Rescuers at a center for the great apes on Borneo island are considering an unprecedented mass evacuation of the hundreds in their care, and have deployed teams on hazardous missions to search for stricken animals in the wild.
At the Nyaru Menteng cente in Kalimantan, sixteen baby orangutans have been put into isolation, suffering infections from prolonged exposure to the thick, yellow smoke suffocating Indonesia’s half of Borneo island.
A devoted carer tries to entertain the youngsters with toys and games as the infants recover from high fevers and serious coughs.
In another enclosure, several orangutans lie about listlessly, too exhausted to move after days hunting for food and water as fires relentlessly encroached on their forest homelands, forcing them to flee.
Others swing repeatedly from bar to bar, occasionally pausing to make a distinct smacking with their lips a sound that makes their carers anxious.
“That’s called a quick kiss,” said Hermansyah, a carer at the center, who like many Indonesians goes by one name.
“When they make this gesture, it means they are under tremendous stress,” he told AFP.

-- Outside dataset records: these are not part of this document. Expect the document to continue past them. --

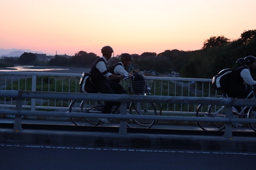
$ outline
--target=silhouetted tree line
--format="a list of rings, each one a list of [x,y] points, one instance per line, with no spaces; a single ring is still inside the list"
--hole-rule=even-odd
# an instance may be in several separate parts
[[[162,74],[176,71],[179,72],[182,77],[211,78],[223,69],[236,68],[235,62],[240,58],[248,55],[256,57],[256,30],[245,30],[240,37],[232,41],[223,35],[211,37],[204,40],[202,49],[198,50],[174,49],[158,54],[145,52],[141,55],[131,55],[134,60],[131,64],[140,70],[154,70]],[[48,64],[90,67],[99,57],[94,53],[81,51],[69,58],[56,55],[49,61]],[[34,54],[24,53],[18,63],[38,65],[36,60]],[[119,56],[112,57],[108,62],[108,66],[110,67],[119,61]]]

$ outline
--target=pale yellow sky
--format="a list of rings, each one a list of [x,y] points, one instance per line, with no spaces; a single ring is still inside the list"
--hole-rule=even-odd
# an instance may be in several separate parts
[[[256,29],[255,0],[0,0],[0,49],[101,56],[196,50]]]

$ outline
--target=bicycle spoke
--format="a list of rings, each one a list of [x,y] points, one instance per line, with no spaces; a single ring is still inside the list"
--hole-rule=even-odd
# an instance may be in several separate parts
[[[224,118],[225,108],[219,106],[200,105],[197,108],[196,117]],[[215,111],[218,112],[216,113]],[[225,127],[225,123],[223,122],[198,121],[197,123],[205,131],[221,131]]]

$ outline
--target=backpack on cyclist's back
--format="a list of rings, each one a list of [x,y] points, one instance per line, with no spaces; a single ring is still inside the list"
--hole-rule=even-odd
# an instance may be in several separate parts
[[[81,93],[93,93],[96,92],[93,88],[90,77],[90,73],[84,72],[83,72],[81,76],[79,86],[80,86],[80,92]]]
[[[132,83],[135,94],[144,93],[148,87],[146,78],[138,73],[134,73],[132,76]]]
[[[212,84],[214,89],[225,90],[228,82],[229,76],[233,71],[230,68],[225,68],[213,77]]]

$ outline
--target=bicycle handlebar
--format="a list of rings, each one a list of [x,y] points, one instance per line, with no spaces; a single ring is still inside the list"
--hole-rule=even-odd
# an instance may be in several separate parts
[[[125,80],[129,78],[129,76],[128,74],[124,74],[124,80]]]

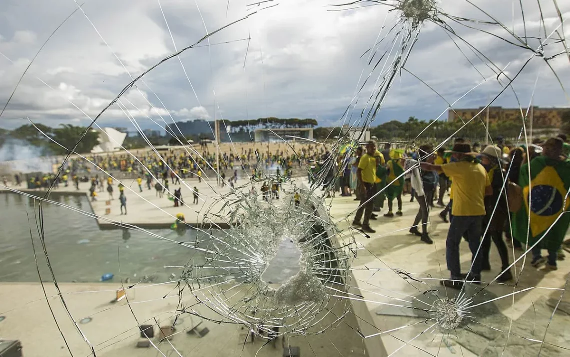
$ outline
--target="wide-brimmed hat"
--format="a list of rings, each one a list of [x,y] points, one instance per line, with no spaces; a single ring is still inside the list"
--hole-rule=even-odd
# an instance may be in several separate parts
[[[455,144],[453,145],[453,148],[451,150],[446,151],[447,153],[462,154],[464,155],[478,155],[476,152],[473,152],[471,149],[471,145],[469,144]]]
[[[487,157],[500,160],[503,158],[503,151],[496,145],[490,145],[485,148],[485,149],[481,153],[482,155],[484,155]]]

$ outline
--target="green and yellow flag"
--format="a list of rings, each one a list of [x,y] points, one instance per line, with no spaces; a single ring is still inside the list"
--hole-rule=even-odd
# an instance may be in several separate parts
[[[519,183],[524,202],[513,216],[513,235],[522,243],[526,243],[530,217],[528,244],[534,245],[544,237],[541,248],[556,250],[564,241],[570,225],[570,215],[562,215],[570,209],[570,200],[567,198],[570,189],[570,161],[539,156],[531,162],[530,168],[530,182],[529,165],[520,169]]]

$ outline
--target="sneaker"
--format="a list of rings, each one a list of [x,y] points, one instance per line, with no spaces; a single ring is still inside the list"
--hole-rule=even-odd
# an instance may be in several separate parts
[[[497,281],[501,283],[504,283],[507,281],[511,281],[513,279],[512,273],[511,273],[511,270],[507,270],[497,278]]]
[[[481,275],[469,274],[465,278],[465,281],[473,284],[477,284],[478,285],[483,283],[483,281],[481,279]]]
[[[413,234],[414,236],[417,236],[418,237],[421,237],[422,236],[422,234],[418,230],[418,228],[417,227],[413,227],[412,229],[410,230],[410,233],[412,233],[412,234]]]
[[[442,280],[439,282],[439,283],[441,284],[442,286],[458,290],[461,290],[461,288],[463,287],[463,282],[462,281],[452,280]]]
[[[543,264],[546,262],[546,259],[542,257],[539,257],[538,258],[532,259],[532,262],[531,263],[531,265],[535,267],[539,267]]]
[[[554,271],[558,270],[558,267],[556,265],[551,265],[550,264],[547,264],[546,266],[544,267],[544,270],[547,271]]]
[[[433,244],[433,241],[430,238],[428,234],[422,234],[422,242],[426,244]]]
[[[374,230],[373,230],[373,229],[372,229],[372,228],[370,228],[370,226],[362,226],[362,230],[363,230],[363,232],[367,233],[372,233],[372,234],[374,234],[374,233],[376,233],[376,231]]]
[[[439,218],[443,220],[445,223],[449,223],[449,221],[447,220],[447,215],[445,213],[442,212],[439,213]]]
[[[559,249],[557,254],[556,260],[559,261],[562,261],[566,259],[566,253],[562,249]]]

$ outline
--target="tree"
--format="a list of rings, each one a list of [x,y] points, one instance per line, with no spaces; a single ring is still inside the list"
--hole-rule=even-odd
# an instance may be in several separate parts
[[[562,119],[562,132],[570,135],[570,109],[564,111],[560,116]]]
[[[85,137],[83,137],[84,135]],[[99,133],[91,129],[82,127],[74,127],[69,124],[62,124],[60,128],[52,129],[50,135],[54,141],[60,145],[50,143],[50,147],[56,155],[66,155],[74,149],[78,153],[91,152],[99,143]],[[83,138],[83,139],[82,139]],[[79,141],[79,144],[78,142]]]
[[[51,135],[52,129],[41,124],[36,124],[35,127],[29,124],[15,129],[10,133],[10,136],[13,139],[27,141],[34,146],[44,146],[50,140],[42,132],[47,135]]]

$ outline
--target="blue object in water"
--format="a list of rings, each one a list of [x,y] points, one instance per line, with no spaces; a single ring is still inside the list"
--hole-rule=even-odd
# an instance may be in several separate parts
[[[115,275],[110,273],[108,274],[105,274],[103,276],[101,277],[101,281],[108,281],[113,278]]]

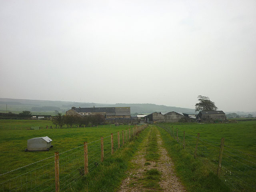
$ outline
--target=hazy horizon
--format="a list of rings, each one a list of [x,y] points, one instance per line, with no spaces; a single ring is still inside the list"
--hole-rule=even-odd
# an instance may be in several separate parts
[[[256,2],[0,0],[0,98],[256,111]]]

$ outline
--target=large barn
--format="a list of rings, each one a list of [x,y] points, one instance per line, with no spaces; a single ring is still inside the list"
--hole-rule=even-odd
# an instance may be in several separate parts
[[[148,123],[194,121],[194,120],[186,117],[183,114],[174,111],[164,114],[160,112],[154,112],[145,116],[144,119],[145,122]]]
[[[104,115],[105,118],[130,118],[130,107],[91,107],[76,108],[72,107],[66,111],[67,115]]]
[[[208,121],[218,119],[226,120],[226,114],[223,111],[202,111],[198,113],[196,119],[198,121]]]

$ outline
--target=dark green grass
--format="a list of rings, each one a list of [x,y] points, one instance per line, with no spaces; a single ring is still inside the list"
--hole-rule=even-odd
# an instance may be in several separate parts
[[[164,146],[172,158],[176,174],[188,191],[230,191],[216,175],[208,171],[205,162],[195,159],[187,151],[183,150],[182,146],[166,131],[162,128],[159,130]]]
[[[136,139],[128,143],[124,148],[110,156],[103,163],[100,163],[85,178],[77,182],[73,187],[74,191],[116,191],[121,181],[126,177],[125,172],[130,161],[148,130],[149,129],[146,129],[138,136],[136,136]]]
[[[196,137],[200,133],[197,156],[216,174],[220,140],[225,138],[220,178],[232,190],[256,191],[256,122],[220,124],[160,124],[173,139],[172,126],[178,128],[180,145],[185,131],[186,150],[193,157]]]
[[[152,127],[150,131],[145,158],[147,161],[156,161],[160,158],[156,137],[157,129],[154,126]]]
[[[6,121],[3,120],[1,122]],[[105,156],[108,156],[111,153],[110,134],[114,134],[114,148],[116,150],[118,148],[117,132],[120,132],[122,147],[122,130],[125,131],[126,128],[128,128],[128,126],[115,126],[112,125],[110,128],[110,125],[105,125],[104,128],[102,125],[99,126],[98,128],[96,126],[27,130],[24,128],[38,125],[41,126],[42,123],[44,123],[45,126],[46,124],[49,125],[51,122],[21,120],[7,121],[9,123],[11,122],[12,126],[19,126],[21,130],[6,130],[5,128],[4,130],[0,128],[0,150],[1,151],[0,153],[1,164],[0,174],[52,156],[55,151],[60,153],[70,150],[60,155],[60,183],[64,186],[66,186],[66,184],[69,183],[70,181],[73,180],[79,176],[78,172],[76,170],[83,165],[82,145],[84,142],[90,143],[88,144],[89,166],[89,170],[92,170],[100,162],[100,137],[108,137],[104,139],[104,155]],[[24,149],[27,148],[28,139],[46,136],[53,140],[52,144],[54,147],[50,148],[49,152],[25,152]],[[95,140],[97,141],[94,142]],[[10,183],[5,183],[4,186],[1,186],[1,188],[10,188],[9,186],[10,185],[11,190],[12,190],[16,186],[19,186],[27,182],[27,181],[31,181],[24,185],[22,188],[18,189],[18,191],[22,190],[26,190],[28,188],[30,190],[36,187],[39,188],[35,188],[34,190],[36,191],[39,190],[40,188],[46,186],[49,187],[47,189],[49,190],[53,187],[54,188],[54,157],[2,176],[0,180],[1,182],[5,181],[27,172],[28,173],[27,174],[12,179]],[[72,173],[70,174],[70,172]],[[75,173],[76,174],[74,175],[73,174]],[[53,184],[53,186],[49,186],[50,184]]]

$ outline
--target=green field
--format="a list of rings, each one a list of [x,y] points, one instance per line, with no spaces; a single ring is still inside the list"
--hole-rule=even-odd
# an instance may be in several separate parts
[[[196,158],[203,163],[205,169],[215,174],[221,139],[223,137],[225,141],[220,178],[234,190],[256,191],[254,183],[256,180],[256,122],[218,124],[161,124],[158,126],[171,136],[171,140],[168,140],[167,145],[171,146],[171,155],[176,156],[175,163],[179,168],[177,169],[180,169],[181,177],[188,174],[183,172],[184,169],[188,170],[188,168],[183,167],[179,162],[188,163],[184,161],[184,153],[189,154],[188,157],[194,158],[198,133],[200,136]],[[184,131],[185,132],[185,150],[183,150]],[[192,165],[190,167],[192,169],[194,167]]]
[[[46,183],[54,184],[54,181],[52,182],[52,180],[54,180],[54,176],[53,176],[53,175],[54,176],[54,157],[53,156],[54,155],[54,152],[58,151],[60,153],[64,152],[60,155],[60,172],[69,172],[69,170],[74,168],[76,170],[77,169],[77,167],[79,167],[78,165],[83,163],[84,142],[88,143],[89,169],[94,168],[100,162],[100,137],[104,138],[104,152],[105,156],[108,156],[111,152],[110,134],[113,133],[114,148],[116,150],[118,131],[120,132],[122,146],[122,131],[124,130],[125,135],[125,129],[129,128],[128,125],[116,126],[114,125],[105,125],[99,126],[98,128],[96,126],[92,128],[46,129],[46,125],[50,127],[52,124],[51,121],[47,120],[0,120],[0,150],[1,150],[0,162],[2,165],[0,174],[49,158],[42,162],[2,176],[0,180],[4,181],[24,173],[30,173],[30,172],[32,173],[32,175],[30,175],[30,173],[28,175],[26,174],[12,180],[10,184],[5,183],[3,186],[1,186],[1,188],[9,188],[10,184],[12,185],[10,187],[11,190],[15,189],[15,186],[13,186],[13,183],[26,183],[25,181],[28,179],[32,181],[30,183],[31,186],[28,186],[27,184],[24,187],[26,189],[27,187],[29,187],[29,190],[33,189],[34,188],[33,186],[38,186],[38,183],[42,180],[45,180]],[[43,128],[39,130],[27,130],[34,126],[40,126]],[[132,126],[130,127],[131,129]],[[48,152],[25,152],[28,139],[46,136],[52,139],[52,144],[54,146]],[[76,148],[72,149],[74,148]],[[69,150],[70,151],[65,152]],[[32,171],[38,167],[40,168]],[[76,173],[79,172],[78,171]],[[43,176],[41,176],[42,174]],[[65,176],[66,174],[64,174]],[[63,174],[62,176],[62,178],[65,177],[63,176]],[[49,182],[50,181],[51,182]],[[34,181],[35,183],[33,182]],[[68,180],[66,182],[68,183]],[[48,189],[52,187],[50,186]],[[24,188],[22,189],[24,190]]]
[[[117,153],[114,159],[110,158],[106,160],[102,167],[100,160],[100,137],[104,137],[104,156],[109,158],[111,156],[110,134],[114,134],[114,149],[119,151],[120,150],[118,149],[117,132],[120,132],[122,141],[122,130],[128,129],[128,126],[115,126],[112,125],[110,128],[110,125],[108,125],[99,126],[98,128],[96,126],[46,129],[47,125],[50,128],[50,125],[52,125],[52,122],[0,120],[0,175],[0,175],[1,182],[10,179],[4,183],[0,182],[0,188],[2,188],[3,191],[16,190],[17,186],[19,187],[17,188],[17,191],[43,191],[43,189],[45,191],[48,191],[54,189],[55,151],[58,151],[60,154],[60,176],[62,190],[73,191],[74,188],[72,185],[82,176],[85,180],[90,178],[88,184],[90,184],[90,185],[95,186],[93,187],[95,187],[94,191],[97,191],[100,189],[97,186],[98,184],[94,181],[93,177],[98,177],[98,174],[94,171],[102,169],[102,183],[101,184],[103,185],[111,183],[111,178],[110,180],[103,181],[106,175],[110,174],[110,176],[113,177],[115,172],[120,170],[118,174],[121,177],[124,176],[127,162],[138,144],[133,142],[130,144],[129,142],[126,144],[126,140],[125,147],[120,150],[119,155]],[[208,182],[206,182],[205,185],[200,182],[203,183],[203,181],[207,180],[207,178],[211,179],[211,177],[207,177],[210,175],[210,174],[209,174],[209,172],[215,174],[222,137],[225,138],[225,146],[222,164],[223,167],[222,167],[221,179],[233,190],[236,189],[237,191],[255,191],[254,181],[256,179],[256,122],[226,124],[160,124],[158,125],[163,128],[159,129],[165,146],[174,160],[177,174],[186,186],[188,191],[204,191],[204,189],[207,187]],[[27,129],[36,126],[42,128],[39,130]],[[175,139],[173,138],[172,126],[173,126]],[[177,142],[177,128],[178,143]],[[186,132],[185,150],[182,149],[183,131]],[[194,162],[193,154],[197,133],[200,133],[200,135],[197,156],[195,159],[197,161]],[[46,136],[53,140],[52,144],[54,147],[48,152],[24,152],[27,148],[28,139]],[[89,143],[89,170],[91,173],[85,178],[82,175],[83,144],[85,141]],[[122,147],[122,141],[120,145]],[[194,172],[197,172],[198,174],[191,173]],[[200,175],[202,173],[206,172],[208,173],[205,175],[203,174]],[[198,174],[201,175],[201,178]],[[198,179],[198,178],[201,179]],[[121,178],[118,179],[120,181]],[[114,185],[110,186],[110,189],[112,189],[106,191],[112,191],[111,190],[118,186],[118,182],[116,181]],[[216,181],[215,186],[218,186],[218,181]],[[81,189],[86,187],[81,184],[76,187]],[[216,189],[215,191],[218,191]]]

The fires from slash-and-burn farming-a method to quickly and cheaply clear land for new plantations have so far destroyed 1.7 million hectares in Kalimantan and neighboring Sumatra.
The vast plumes of smoke have drifted over large expanses of Southeast Asia, sickening countless people, disrupting transport, schools and business, and drawing outrage from neighboring governments.
Despite being a near annual occurrence, the toxic cloud is on track to become the worst on record, and staff at the center say the intensity of the smoke and flames at ground zero has never been seen before.